За разговором мы отошли с пляжа на возвышенность в заросли лещины, где тарабринские помогальник развели бездымный костёр и стали варить кофе по-варшавски. Одуряющий вкусный запах поплыл по округе. Кофе со сгущёнкой. А там еще и шашлык в маринаде зрел всю дорогу.
- Развлекайся, Митрий, пикником на природе, - приглашает меня Тарабрин, встав на разлив готового напитка. – Теперь уже точно придут на запах. А нам к шашлыку есть ещё пара литров хорошего кахетинского из дореволюции. Не то, что в вашем времени… Как его? О, вспомнил – ««Минассали»».
- Кто придёт-то? – меня больше вина интересовали контрагенты на ярмарке.
- Может неандертальцы, а может еще кто, - пожимает плечами Степаныч. – Сам увидишь. Ночной бинокль же захватил. Они раньше сумерек не появятся. Днем нам на глаза не лезут. Только наблюдают.
Даже в навороченный ночной бинокль 21 века удалось увидеть лишь смазанные тени покупателей. Только часового у реки удалось разглядеть подробней – его освещала растущая луна. Рост так с ходу не определишь, но широта плеч поражала. Голые руки могли бы принадлежать чемпиону Европы по армрестлингу. Никакой шерсти на руках и голых ногах. Большая косматая борода и копна рыжих волос, перехваченная на лбу кожаным ремешком. Одежда представляла собой накидку из шкуры оленя похожей на пончо, перехваченной в талии узким ремнём, завязанным узлом на пузе. Он опирался на что-то длинное, похожее на копьё и мониторил округу, медленно вращая головой по сторонам.

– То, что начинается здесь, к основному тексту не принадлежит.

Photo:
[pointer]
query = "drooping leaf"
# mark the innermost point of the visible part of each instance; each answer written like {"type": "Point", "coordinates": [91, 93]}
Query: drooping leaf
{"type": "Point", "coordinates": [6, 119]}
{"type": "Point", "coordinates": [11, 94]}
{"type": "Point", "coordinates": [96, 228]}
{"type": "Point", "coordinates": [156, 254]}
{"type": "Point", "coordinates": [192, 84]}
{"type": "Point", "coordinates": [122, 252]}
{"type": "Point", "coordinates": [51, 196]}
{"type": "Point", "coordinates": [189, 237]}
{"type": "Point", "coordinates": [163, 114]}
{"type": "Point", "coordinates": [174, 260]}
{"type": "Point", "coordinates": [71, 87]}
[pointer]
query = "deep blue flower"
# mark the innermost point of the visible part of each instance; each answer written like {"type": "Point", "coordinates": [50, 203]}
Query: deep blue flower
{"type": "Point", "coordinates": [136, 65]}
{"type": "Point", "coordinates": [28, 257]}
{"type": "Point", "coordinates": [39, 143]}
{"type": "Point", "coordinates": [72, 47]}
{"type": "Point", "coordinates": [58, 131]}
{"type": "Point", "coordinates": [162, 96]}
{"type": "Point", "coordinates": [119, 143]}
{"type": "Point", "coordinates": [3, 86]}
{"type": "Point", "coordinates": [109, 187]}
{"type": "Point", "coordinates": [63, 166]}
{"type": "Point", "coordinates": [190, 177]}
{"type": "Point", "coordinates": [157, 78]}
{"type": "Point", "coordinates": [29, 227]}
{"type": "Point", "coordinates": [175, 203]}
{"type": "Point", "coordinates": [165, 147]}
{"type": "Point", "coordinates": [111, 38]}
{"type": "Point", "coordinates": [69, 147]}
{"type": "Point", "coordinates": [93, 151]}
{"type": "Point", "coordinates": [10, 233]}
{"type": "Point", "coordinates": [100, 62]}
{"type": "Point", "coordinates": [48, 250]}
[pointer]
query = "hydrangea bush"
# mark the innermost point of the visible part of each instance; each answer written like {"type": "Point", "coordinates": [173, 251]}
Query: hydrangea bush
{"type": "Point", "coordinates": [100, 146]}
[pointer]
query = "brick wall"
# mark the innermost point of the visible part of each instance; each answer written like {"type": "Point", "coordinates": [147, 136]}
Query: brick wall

Потом все они исчезли так же незаметно, как и появились.
- Всё. Спим до рассвета. Охрану можно не выставлять – они никогда на ярмарке не нападают, - приказал Тарабрин.
С рассветом пошли поглядеть, как расторговались.
К моему удивлению покупатели ничего не взяли, а только положили на вторые лопухи свою плату за понравившийся товар. Меня удивило, что это были довольно крупные золотые самородки и необработанные самоцветы.
Посмотрев на мою обалдевшую рожу, Тарабрин прыснул в кулак и пояснил.
- Ну, и зачем нам было упахиваться в Сакраменто с золотым песком? Золото в самородках хорошо берут швейцарские ««гномы»» [частные швейцарские банки, не рекламирующие широко свою деятельность, специализирующиеся на богатых частных клиентах] во все времена, а камни - евреи в Амстердаме в конце девятнадцатого века. И те, и другие знают, что покупают контрабанду, но им выгодно. А мне не надо банки грабить. И задницу морозить на Юконе также не требуется.
Я собрал с одного лопуха золотые самородки. Покачал их в ладони.